En juillet, une fête de la saucisse arrive à Taipei. Une véritable fête à la saucisse, une bacchanale à la saucisse au Taiwan Design Centre, avec une brume de saucisse parfumée à la fumée qui descend sur les visiteurs, un lustre festonné de saucisses, des jeux de carnaval à la saucisse et, bien sûr, des saucisses à manger – une touche hypnotique de saucisses jaunes et rouges, une saucisse dans une peau de banane et des saucisses au riz au lait sucré.

Taipei a été nommée Capitale mondiale du design cette année, et l’événement fait partie d’une série de programmes axés sur le design pour le marquer; Bompas &Parr, le groupe de design d’expérience basé à Londres, s’associe à la designer taïwanaise Alice Wang pour organiser le festival de la saucisse dans le cadre du projet Food, qui explore les aliments de rue et les collations en tant qu’expérience de design. Bompas &Parr espérait mettre en évidence un chevauchement culinaire entre la culture britannique et taïwanaise. Ce qu’ils ont trouvé, c’est que les saucisses sont beaucoup plus grosses que ça.

« Nous avons évidemment puisé dans quelque chose qui montre des similitudes et des différences dans tous les pays de la planète, c’est le but — c’est un petit mot avec des saucisses”, explique Sam Bompas, cofondateur du groupe. « Tout le monde est différent, mais il y a ce point commun: nous aimons tous les saucisses.”

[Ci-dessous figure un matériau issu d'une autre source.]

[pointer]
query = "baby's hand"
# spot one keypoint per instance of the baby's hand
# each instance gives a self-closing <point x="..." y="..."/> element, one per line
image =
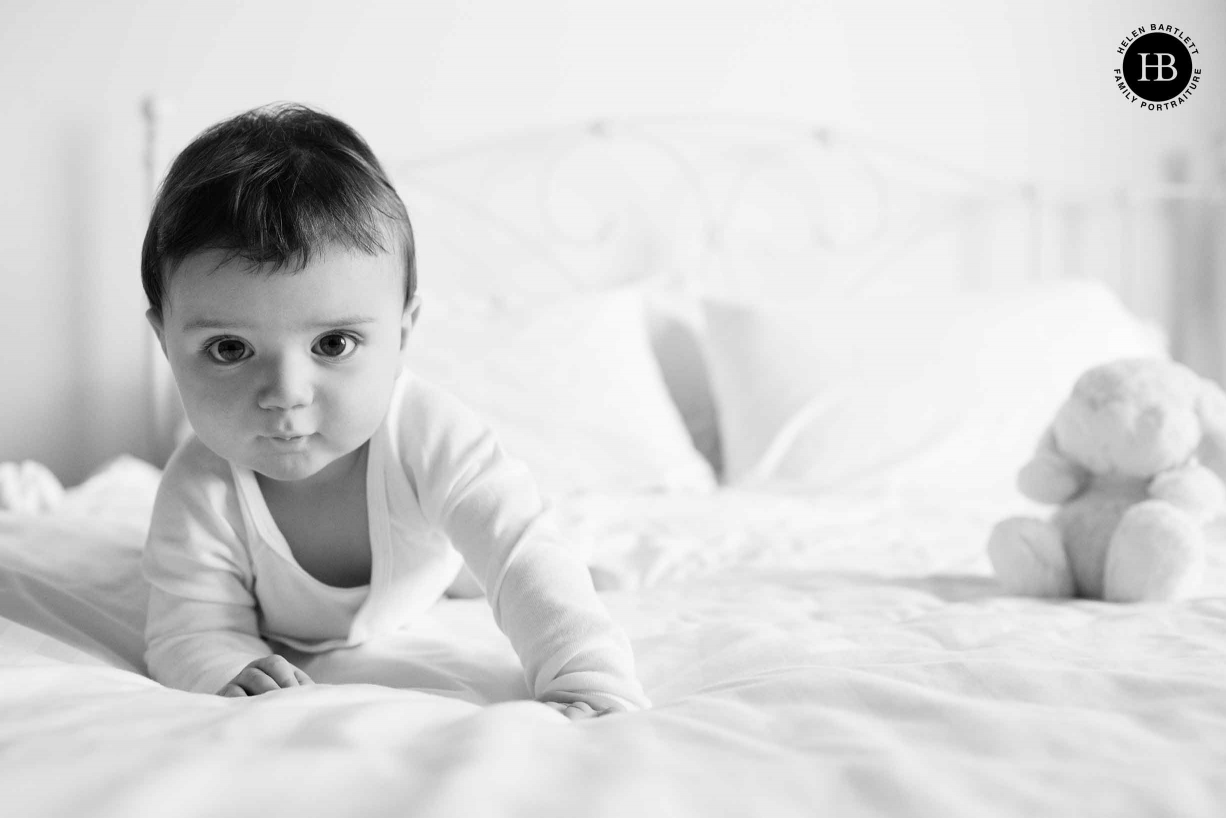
<point x="576" y="710"/>
<point x="269" y="673"/>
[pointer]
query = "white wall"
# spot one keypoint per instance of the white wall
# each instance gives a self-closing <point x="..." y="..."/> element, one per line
<point x="1020" y="88"/>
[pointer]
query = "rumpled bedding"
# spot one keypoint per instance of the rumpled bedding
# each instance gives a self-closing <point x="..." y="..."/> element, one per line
<point x="845" y="655"/>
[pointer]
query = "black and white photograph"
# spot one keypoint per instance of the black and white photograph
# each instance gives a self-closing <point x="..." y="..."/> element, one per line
<point x="567" y="409"/>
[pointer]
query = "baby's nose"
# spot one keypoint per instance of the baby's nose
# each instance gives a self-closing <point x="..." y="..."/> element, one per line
<point x="288" y="385"/>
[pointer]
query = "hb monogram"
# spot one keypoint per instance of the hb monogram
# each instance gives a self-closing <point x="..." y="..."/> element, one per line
<point x="1161" y="66"/>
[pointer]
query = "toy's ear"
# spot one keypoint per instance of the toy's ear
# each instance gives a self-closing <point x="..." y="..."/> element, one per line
<point x="1051" y="476"/>
<point x="1211" y="411"/>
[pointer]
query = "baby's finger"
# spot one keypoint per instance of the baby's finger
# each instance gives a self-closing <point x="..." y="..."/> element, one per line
<point x="579" y="710"/>
<point x="255" y="682"/>
<point x="278" y="670"/>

L' »instrument à saucisses” de Bompas &Parr pour le festival de la saucisse de Taipei. (Photo: Avec l’aimable autorisation De Bompas &Parr)

Et nous le faisons. Oubliez l’amour, oubliez la guerre, oubliez la décence et la gentillesse ou la cruauté et l’apathie — ce sont des saucisses que nous avons tous, partout dans le monde, en commun. Pratiquement chaque culture, tribu, nation, groupe ethnique a une saucisse; la plupart d’entre eux en ont beaucoup. À Taiwan, où les Bompas &Parr lancent une attaque de saucisses, les vendeurs de saucisses itinérants offrent aux clients la possibilité de doubler leur prise de saucisses sucrées à l’ail en pariant sur des dés appelés ”jeu de saucisses » ou xi ba la; en Chine, il y a le lap cheong, une saucisse de porc fumée parfois aromatisée à l’eau de rose ou au vin de riz, ou yun chang, une saucisse de foie de canard; au Kazakhstan et dans d’autres pays d’Asie centrale, les gens mangent une saucisse traditionnelle à la viande de cheval appelée kazy; les Grecs apprécient depuis longtemps le loukanika, une saucisse de porc mélangée à de la peau d’orange et du fenouil; Les Britanniques adorent les saucisses, des chipolatas au petit déjeuner au Cumberland classique en passant par le boudin noir, une saucisse de sang, peut-être une prise de l’occupation romaine; et les Américains vénèrent le hot-dog, une importation allemande, juste là-haut avec de la tarte aux pommes.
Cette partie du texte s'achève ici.